Pre-labeled data from the One Million Songs dataset includes… Artist name, song name, lyrics, album, terms, genre, sections, loudness, tempo time signature, key, energy, danceability, segment timbre, duration, similar artists, start/end times for segments, etc.

Figures

  • 1,000,000 songs/files (273 GB of data)
  • 515,576 dated tracks starting from 1922
  • 44,745 unique artists
  • 2,201,916 asymmetric similarity relationships
  • 43,943 artists with at least one term
  • 7,643 unique terms (Echo Nest tags)
  • 2,321 unique musicbrainz tags

Wireframes

We started by exploring what musicians might want to control in an interface.

However, we gradually gravitated towards focusing primarily on the writing itself, very similar z the correctional grammar tool, Grammarly. We wanted to provide artists with a clutter-free writing space with the NLP lyrical tool readily accessible. Our interface is collapsible, with multiple views.

barebones wireframe experimentation
Experimental organization
Collapsed view user interface
Collapsed wireframe
Toolbar open user interface
Toolbar wireframe
Analysis user interface
Analysis wireframe

Paid users can access additional, generative features which provide in-line suggestions for rhymes and words that suit their lyrical criteria with lyrical suggestions based on genre, emotion, and phonetic rhyming. For example, an artist could look for words similar to those Taylor Swift uses in her songs, words that rhyme, or other words frequently used in pop music in context of his or her song.
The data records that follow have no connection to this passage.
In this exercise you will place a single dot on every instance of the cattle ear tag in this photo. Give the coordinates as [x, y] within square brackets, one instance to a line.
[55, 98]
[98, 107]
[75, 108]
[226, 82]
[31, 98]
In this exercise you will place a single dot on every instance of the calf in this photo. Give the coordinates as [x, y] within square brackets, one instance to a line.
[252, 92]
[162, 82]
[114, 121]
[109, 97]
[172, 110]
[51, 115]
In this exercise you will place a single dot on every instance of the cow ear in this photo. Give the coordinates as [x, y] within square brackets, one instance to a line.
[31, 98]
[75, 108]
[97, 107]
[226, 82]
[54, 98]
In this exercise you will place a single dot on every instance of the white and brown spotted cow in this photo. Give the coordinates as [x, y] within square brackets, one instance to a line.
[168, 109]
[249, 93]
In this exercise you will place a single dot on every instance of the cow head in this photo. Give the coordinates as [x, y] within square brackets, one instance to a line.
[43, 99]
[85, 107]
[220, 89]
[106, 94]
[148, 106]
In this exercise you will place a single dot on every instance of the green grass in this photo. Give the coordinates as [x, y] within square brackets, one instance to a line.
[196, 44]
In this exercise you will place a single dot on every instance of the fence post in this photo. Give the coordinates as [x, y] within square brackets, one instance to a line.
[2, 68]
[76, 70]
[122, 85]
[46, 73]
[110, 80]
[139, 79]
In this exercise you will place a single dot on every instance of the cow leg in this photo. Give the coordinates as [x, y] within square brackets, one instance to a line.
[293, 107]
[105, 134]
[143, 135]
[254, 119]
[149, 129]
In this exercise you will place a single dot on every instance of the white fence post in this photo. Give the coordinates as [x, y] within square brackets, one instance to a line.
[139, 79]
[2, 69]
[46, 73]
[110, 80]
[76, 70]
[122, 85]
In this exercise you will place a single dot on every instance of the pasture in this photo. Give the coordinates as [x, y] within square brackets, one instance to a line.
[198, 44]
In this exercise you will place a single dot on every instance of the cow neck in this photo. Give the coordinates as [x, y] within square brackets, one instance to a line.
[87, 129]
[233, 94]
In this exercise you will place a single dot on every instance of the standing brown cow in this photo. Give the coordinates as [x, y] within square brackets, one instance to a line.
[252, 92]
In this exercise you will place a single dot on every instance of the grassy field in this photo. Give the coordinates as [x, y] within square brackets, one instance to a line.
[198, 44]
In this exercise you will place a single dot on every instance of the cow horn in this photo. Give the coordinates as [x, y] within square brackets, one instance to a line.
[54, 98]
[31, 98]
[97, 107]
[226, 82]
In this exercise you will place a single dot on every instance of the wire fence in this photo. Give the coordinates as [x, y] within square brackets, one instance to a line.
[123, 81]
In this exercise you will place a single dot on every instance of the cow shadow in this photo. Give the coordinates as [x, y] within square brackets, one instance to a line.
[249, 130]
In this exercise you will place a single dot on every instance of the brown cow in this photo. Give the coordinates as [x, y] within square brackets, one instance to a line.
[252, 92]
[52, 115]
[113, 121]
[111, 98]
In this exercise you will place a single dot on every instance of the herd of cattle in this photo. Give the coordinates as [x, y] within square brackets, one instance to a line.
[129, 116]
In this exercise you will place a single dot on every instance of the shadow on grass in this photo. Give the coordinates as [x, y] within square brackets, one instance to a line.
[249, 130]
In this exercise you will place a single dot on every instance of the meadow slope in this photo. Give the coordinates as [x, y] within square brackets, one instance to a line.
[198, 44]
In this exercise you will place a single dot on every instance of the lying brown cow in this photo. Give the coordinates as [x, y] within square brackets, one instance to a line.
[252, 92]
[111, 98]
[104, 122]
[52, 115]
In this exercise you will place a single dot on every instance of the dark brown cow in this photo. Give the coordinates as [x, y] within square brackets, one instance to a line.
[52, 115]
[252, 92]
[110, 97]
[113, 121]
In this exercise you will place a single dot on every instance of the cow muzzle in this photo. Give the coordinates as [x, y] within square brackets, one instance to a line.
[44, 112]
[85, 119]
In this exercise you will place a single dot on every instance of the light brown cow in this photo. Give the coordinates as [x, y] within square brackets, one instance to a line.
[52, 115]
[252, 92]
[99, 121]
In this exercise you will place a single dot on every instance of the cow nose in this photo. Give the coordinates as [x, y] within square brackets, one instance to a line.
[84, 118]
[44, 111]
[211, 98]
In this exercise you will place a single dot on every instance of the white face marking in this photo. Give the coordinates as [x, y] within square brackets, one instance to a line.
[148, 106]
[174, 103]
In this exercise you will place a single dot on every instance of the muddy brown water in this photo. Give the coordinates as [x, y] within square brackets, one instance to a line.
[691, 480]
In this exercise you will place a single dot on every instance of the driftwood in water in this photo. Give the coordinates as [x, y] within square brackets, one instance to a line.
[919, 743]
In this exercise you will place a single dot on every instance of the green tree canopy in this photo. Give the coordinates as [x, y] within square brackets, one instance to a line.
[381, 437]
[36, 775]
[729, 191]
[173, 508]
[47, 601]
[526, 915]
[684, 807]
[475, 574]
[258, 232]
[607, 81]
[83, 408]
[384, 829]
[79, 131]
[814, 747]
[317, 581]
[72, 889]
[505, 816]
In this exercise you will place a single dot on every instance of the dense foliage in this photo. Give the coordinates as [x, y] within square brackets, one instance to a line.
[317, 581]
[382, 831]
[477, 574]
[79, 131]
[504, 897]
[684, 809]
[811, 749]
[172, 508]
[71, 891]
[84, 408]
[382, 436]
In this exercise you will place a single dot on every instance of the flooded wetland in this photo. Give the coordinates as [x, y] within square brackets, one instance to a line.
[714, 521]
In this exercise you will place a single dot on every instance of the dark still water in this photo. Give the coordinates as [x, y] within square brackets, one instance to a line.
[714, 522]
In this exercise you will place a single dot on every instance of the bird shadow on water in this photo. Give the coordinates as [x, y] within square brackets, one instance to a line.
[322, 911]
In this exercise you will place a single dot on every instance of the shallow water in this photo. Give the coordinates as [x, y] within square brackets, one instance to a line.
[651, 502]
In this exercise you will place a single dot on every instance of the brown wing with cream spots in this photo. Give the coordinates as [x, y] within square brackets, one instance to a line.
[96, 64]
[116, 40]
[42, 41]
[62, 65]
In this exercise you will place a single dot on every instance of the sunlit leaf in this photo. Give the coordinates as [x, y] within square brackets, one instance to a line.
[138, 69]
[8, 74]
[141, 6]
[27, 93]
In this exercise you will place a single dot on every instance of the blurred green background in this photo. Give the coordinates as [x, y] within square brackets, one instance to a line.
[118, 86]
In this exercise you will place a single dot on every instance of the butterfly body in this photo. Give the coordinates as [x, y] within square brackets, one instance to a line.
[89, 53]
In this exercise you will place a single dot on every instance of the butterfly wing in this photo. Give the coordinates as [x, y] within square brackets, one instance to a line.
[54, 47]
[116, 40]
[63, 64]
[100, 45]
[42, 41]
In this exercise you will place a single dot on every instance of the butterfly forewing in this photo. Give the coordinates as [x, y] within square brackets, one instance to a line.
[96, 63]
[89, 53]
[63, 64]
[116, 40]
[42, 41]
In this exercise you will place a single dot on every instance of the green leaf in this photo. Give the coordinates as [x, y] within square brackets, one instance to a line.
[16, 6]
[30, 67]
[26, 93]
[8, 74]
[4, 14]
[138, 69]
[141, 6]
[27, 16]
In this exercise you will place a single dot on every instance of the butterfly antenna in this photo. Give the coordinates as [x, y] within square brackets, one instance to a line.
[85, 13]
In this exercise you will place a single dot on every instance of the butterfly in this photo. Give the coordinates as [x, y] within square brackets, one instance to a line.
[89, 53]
Premium features user interface
Premium app wireframe

Risk & Error Recovery

  1. Inappropriate or offensive content recommendations
    • Artists can toggle censorship of expletive words
    • Artists can flag inappropriate content
  2. Unhelpful or uninspiring
    • Nonsensical suggestions in the creative process for songwriting are low-risk
    • Poor suggestions are low-risk unless consistently poor
  3. Suggesting similar content to multiple users
    • Users can take what they want from suggestions
    • Songs will likely still remain quite different; we can flag cover songs

Final Prototype

Collapsed view user interface
Collapsed
Toolbar open user interface
Toolbar
Analysis user interface
Analysis
Premium features user interface
Premium app

Reflection

We received valuable feedback from musicians, peers, and instructors from surveying musicians and three in-class presentations, pivoting from the patent application process to songwriting. Feedback was positive and helped us refine a viable prototype for our greatest risk and challenge—adoption.

Musicians voiced interest in using a lyrical tool, but have various opinions on payment. Figuring out how to accommodate for the variety of responses and create a viable business model proved difficult. We subsequently addressed this ambiguity by creating a freemium model separating analytical from generative features of NLP.

Feedback from the class expressed concerns over how significantly NLP will improve the creative writing process from a simple rhyming dictionary, and what additional capabilities might be necessary to increase adoption. We used this to define other capabilities that would make such a tool convenient in more just lyric generation, and a roadmap for hooking in our target audience early on in their careers as budding musicians.